Human Decision-Making with Persuasive and Narrative LLM Explanations
A large-scale behavioral experiment evaluated how LLM-generated narrative explanations of varying persuasiveness affect human decision-making accuracy in classification tasks. Results showed that persuasiveness level did not meaningfully improve decision accuracy over a simple AI prediction alone, consistent with prior explainable AI research using feature importance methods. Narratives increased AI reliance regardless of whether the AI prediction was correct or incorrect, and more persuasive narratives may have slowed response times and reduced ability to discriminate correct from incorrect AI predictions. The study concludes that narrative explanations involve tradeoffs and warrant further investigation into when and how they should be deployed.

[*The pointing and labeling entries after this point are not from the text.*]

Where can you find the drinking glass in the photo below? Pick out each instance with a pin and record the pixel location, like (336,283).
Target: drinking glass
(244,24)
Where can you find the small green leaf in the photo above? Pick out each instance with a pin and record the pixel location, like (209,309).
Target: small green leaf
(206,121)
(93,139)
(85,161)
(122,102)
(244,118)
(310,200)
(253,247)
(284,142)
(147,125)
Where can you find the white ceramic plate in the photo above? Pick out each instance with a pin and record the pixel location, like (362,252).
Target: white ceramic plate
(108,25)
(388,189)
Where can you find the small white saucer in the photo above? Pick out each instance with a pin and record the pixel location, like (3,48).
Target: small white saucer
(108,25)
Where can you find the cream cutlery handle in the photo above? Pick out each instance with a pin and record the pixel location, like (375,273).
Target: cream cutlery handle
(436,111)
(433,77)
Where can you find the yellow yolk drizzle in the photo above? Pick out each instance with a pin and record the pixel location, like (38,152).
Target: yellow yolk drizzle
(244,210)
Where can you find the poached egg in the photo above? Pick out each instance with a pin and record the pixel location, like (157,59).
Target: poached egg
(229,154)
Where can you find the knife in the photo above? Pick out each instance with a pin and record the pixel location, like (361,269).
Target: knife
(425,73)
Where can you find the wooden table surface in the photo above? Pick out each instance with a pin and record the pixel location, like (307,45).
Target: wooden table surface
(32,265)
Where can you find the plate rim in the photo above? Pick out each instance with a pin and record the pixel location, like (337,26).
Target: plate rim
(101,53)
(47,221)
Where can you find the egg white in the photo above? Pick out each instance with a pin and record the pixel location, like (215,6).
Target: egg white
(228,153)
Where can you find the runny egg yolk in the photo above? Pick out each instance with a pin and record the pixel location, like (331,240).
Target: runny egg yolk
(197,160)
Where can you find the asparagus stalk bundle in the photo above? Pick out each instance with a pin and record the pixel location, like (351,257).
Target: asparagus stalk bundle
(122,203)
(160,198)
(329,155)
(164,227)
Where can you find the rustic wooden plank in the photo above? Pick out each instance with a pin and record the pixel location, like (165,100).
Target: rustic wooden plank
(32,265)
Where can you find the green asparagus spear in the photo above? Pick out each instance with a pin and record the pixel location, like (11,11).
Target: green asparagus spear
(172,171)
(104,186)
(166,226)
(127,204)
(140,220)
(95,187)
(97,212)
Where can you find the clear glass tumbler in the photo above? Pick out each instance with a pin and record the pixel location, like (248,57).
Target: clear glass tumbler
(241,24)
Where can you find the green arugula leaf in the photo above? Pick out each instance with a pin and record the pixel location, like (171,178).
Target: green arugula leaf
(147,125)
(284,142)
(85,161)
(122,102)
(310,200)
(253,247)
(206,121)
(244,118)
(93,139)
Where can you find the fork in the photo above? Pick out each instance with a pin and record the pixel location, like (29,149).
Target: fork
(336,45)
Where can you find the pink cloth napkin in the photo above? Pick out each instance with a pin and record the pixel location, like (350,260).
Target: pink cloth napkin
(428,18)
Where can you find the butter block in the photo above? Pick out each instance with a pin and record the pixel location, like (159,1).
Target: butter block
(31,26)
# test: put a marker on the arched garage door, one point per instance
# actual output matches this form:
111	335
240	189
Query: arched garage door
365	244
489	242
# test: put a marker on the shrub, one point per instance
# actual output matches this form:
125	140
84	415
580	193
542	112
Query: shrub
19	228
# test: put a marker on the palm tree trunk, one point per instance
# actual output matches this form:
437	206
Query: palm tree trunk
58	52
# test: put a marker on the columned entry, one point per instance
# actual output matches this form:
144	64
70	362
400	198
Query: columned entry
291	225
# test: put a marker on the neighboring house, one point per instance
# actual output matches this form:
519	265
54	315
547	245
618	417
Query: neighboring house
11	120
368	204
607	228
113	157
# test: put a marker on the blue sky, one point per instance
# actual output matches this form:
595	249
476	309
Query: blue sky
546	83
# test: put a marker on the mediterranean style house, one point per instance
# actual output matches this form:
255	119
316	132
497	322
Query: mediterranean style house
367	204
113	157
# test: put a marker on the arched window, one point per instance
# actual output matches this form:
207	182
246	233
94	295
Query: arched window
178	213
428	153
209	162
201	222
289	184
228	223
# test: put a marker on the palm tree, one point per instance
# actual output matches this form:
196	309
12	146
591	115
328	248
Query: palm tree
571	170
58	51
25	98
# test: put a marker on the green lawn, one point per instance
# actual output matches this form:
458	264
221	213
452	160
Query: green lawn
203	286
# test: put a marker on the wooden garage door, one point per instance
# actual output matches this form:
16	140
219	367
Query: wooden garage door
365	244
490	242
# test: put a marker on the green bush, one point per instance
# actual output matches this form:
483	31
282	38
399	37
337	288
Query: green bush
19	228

StakeBench: A Market-Commitment-Grounded Benchmark for Financial Language Understanding
StakeBench is a new evaluation framework linking 560,876 comments from 2,261 resolved prediction markets (Polymarket and Manifold) to verified trading positions, actions, and market-odds records, replacing human annotation with observable market behavior as supervision. Four diagnostic tasks test commitment detection, side identification, action anticipation, and collective odds projection, evaluated across 15 LLMs. Results reveal structural failures: models partially recover position-side signals (Directed Accuracy 0.506–0.599) but collapse on action anticipation and fail to beat naive baselines on odds projection. Notably, model scale shows no correlation with performance, and finance-domain fine-tuning does not improve revealed-side identification.
LEAF-X: Entropy-guided explainability framework for transformer-based ASR models
Researchers introduce LEAF-X (Listening with Entropy-guided Attention for Faithful explainability), a model-intrinsic XAI framework for transformer-based automatic speech recognition systems like Whisper. The method combines entropy-guided attention weighting, multi-layer attention rollout, and optional causal ablations to produce sparse token-to-frame attributions. Evaluations show 32% improved faithfulness and 35-39% stronger locality/sparsity compared to perturbation-based explainers and raw attention maps, enabling more auditable ASR.
Reverse Probing: Supervised Token-level Uncertainty Quantification for LLMs in Clinical Text
The paper introduces Reverse Probing, a novel uncertainty quantification framework designed specifically for clinical text summarization that estimates token-level uncertainty from pre-existing labeled summaries rather than sampling new outputs. It extracts uncertainty signals from four categories of internal model activations, treating text as a probe into the model's internal state. Evaluated on two expert-annotated clinical datasets, it outperforms eight adapted baselines on all metrics, achieving up to 4× higher AUPRC while reducing inference time and compute. Feature analysis identifies delta energy and neighborhood context as the most consistent predictors of uncertainty across models.
Stance Detection in Prediction Market Commentary via Counterfactual Augmentation and Market Context
This paper introduces the first stance detection system applied to prediction market commentary (Polymarket), addressing extreme class imbalance (8.7% anti-market comments) through LLM-driven counterfactual augmentation using the Anthropic API. RoBERTa-base is fine-tuned across a 4×3 ablation covering input configurations and augmentation doses. Key findings: market context is the dominant factor (raising 3-class Anti recall from 0.10 to 0.45), 50% synthetic augmentation is optimal, and full augmentation (100%) consistently degrades performance. Attention-based interpretability supports all three findings mechanistically.